Eppure era per la gioia.
Le luci tremano, nella vetrina,
e vorrebbero entrare in un significato.
Qui è impossibile
legare i minuti a qualcuno:
il tempo non si accorcia
con un progetto,
tutto ha la sua lunghezza.
Non coincide con ciò che pensa, non può.
Eppure era per la gioia
troppo viva per non crederci. Prendeva
con le mani amori e amori
che si convertivano in uno solo.

Appoggiata al vetro
una fronte gelida
(«farò della mia vita una porcheria»)
mentre una radio parla
lingue sconosciute
e nessuno dice il significato
che forse uscirà, a distanza, controvento.
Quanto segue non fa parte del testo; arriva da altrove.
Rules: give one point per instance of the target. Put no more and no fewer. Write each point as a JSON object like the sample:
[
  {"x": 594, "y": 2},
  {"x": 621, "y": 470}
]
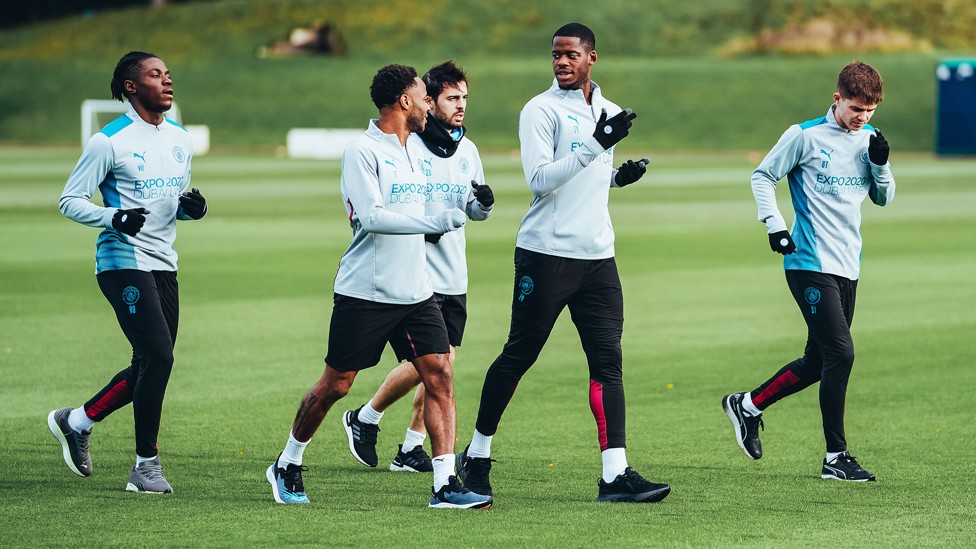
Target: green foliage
[
  {"x": 654, "y": 57},
  {"x": 708, "y": 312}
]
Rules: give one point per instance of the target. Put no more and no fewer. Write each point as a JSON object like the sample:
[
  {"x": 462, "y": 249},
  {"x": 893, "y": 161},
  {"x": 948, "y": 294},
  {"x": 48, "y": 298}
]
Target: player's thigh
[
  {"x": 135, "y": 299},
  {"x": 598, "y": 307},
  {"x": 544, "y": 285},
  {"x": 819, "y": 298}
]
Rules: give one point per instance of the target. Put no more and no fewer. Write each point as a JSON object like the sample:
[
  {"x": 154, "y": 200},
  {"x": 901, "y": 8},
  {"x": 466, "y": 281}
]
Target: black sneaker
[
  {"x": 473, "y": 472},
  {"x": 286, "y": 482},
  {"x": 746, "y": 425},
  {"x": 845, "y": 467},
  {"x": 630, "y": 486},
  {"x": 362, "y": 437},
  {"x": 414, "y": 461},
  {"x": 455, "y": 496},
  {"x": 74, "y": 445}
]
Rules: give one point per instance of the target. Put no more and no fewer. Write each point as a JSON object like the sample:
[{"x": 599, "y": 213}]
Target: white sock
[
  {"x": 614, "y": 463},
  {"x": 748, "y": 406},
  {"x": 443, "y": 469},
  {"x": 831, "y": 456},
  {"x": 412, "y": 440},
  {"x": 293, "y": 451},
  {"x": 79, "y": 420},
  {"x": 480, "y": 445},
  {"x": 367, "y": 414}
]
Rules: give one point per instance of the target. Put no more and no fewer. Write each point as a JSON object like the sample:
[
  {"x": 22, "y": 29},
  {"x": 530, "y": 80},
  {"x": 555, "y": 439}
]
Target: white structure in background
[
  {"x": 319, "y": 142},
  {"x": 95, "y": 113}
]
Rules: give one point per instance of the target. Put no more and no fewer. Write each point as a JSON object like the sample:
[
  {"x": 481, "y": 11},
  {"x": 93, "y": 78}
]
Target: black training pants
[
  {"x": 544, "y": 285},
  {"x": 147, "y": 306},
  {"x": 827, "y": 304}
]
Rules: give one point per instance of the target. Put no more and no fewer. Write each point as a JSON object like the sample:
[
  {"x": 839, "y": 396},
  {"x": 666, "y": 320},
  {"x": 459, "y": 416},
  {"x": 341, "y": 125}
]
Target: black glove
[
  {"x": 194, "y": 204},
  {"x": 483, "y": 194},
  {"x": 631, "y": 171},
  {"x": 610, "y": 132},
  {"x": 782, "y": 243},
  {"x": 878, "y": 149},
  {"x": 131, "y": 221}
]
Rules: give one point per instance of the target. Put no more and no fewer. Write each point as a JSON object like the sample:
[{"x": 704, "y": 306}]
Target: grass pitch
[{"x": 707, "y": 310}]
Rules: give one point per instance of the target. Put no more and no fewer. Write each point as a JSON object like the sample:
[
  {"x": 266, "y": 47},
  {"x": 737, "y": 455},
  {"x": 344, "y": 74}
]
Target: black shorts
[
  {"x": 454, "y": 309},
  {"x": 360, "y": 329}
]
Fuori c’è Milano. Novembre.

Adesso la diversità oscura tutto. Una porta
si apre, passa gente. Altri
premono senza sbocco. Anche questo polso
batte, vuole qualcosa,
una grande risata, vicinissima.
Ma è tempo ormai di non far durare le cose.
Nulla comincerà
prima di questo passo. Ci deve essere una prova,
una caduta senza discorsi, in disordine.